Alman film yönetmeni Leni Riefenstahl'ın (1902-2003) portresi.
Alman film yönetmeni Leni Riefenstahl'ın (1902-2003) portresi.

Leni Riefenstahl, Nazi döneminin en etkili ve tartışmalı filmlerinden bazılarını yapan ünlü bir film yapımcısı ve fotoğrafçıydı. Kariyerine dansçı ve oyuncu olarak başlamış yetenekli ve hırslı bir kadındı. Hitler'le 1932'de tanıştı ve onun hitabet yeteneğinden ve vizyonundan etkilendi. Hitler ondan Nürnberg'deki Nazi Partisi kongresi hakkında bir film yapmasını istedi ve bunun sonucunda bir propaganda ve sinematografi başyapıtı olan Triumph of the Will ortaya çıktı. Ayrıca 1936 Berlin Olimpiyatları hakkında, Nazi idealinin atletik hünerlerini ve estetik güzelliğini sergileyen Olympia adlı bir film yaptı.
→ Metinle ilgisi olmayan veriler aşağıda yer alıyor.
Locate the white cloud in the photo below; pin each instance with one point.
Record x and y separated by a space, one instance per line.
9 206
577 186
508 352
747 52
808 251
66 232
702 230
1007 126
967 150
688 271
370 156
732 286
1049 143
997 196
Kendisine sınırsız kaynak ve yakın çevresine erişim sağlayan Hitler tarafından takdir edildi. Aynı zamanda onu kıskanan ve sevgilisi olmakla suçlayan bazı arkadaşları tarafından da eleştirildi. Hitler ile herhangi bir romantik ya da siyasi ilişkisi olduğunu reddetti ve sadece sanatla ilgilendiğini iddia etti. Savaştan sonra Müttefikler tarafından tutuklandı ve herhangi bir savaş suçundan aklandı. Film yapımcısı ve fotoğrafçı olarak çalışmaya devam etti ve 2003 yılında 101 yaşında öldü.

Bunlar, Hitler'in yakın çevresinin bir parçası olan ve onun hayatında ve rejiminde farklı roller oynayan kadınlardan bazılarıdır. Pasif ya da itaatkar değil, aktif ve etkiliydiler. Masum ya da cahil değillerdi, suç ortağı ve sorumluydular. Onlar kurban ya da şehit değil, fail ve işbirlikçiydiler. Onlar Hitler'in yakın çevresindeki kadınlardı.

Kaynak: What Was the Role of Women in Nazi Germany?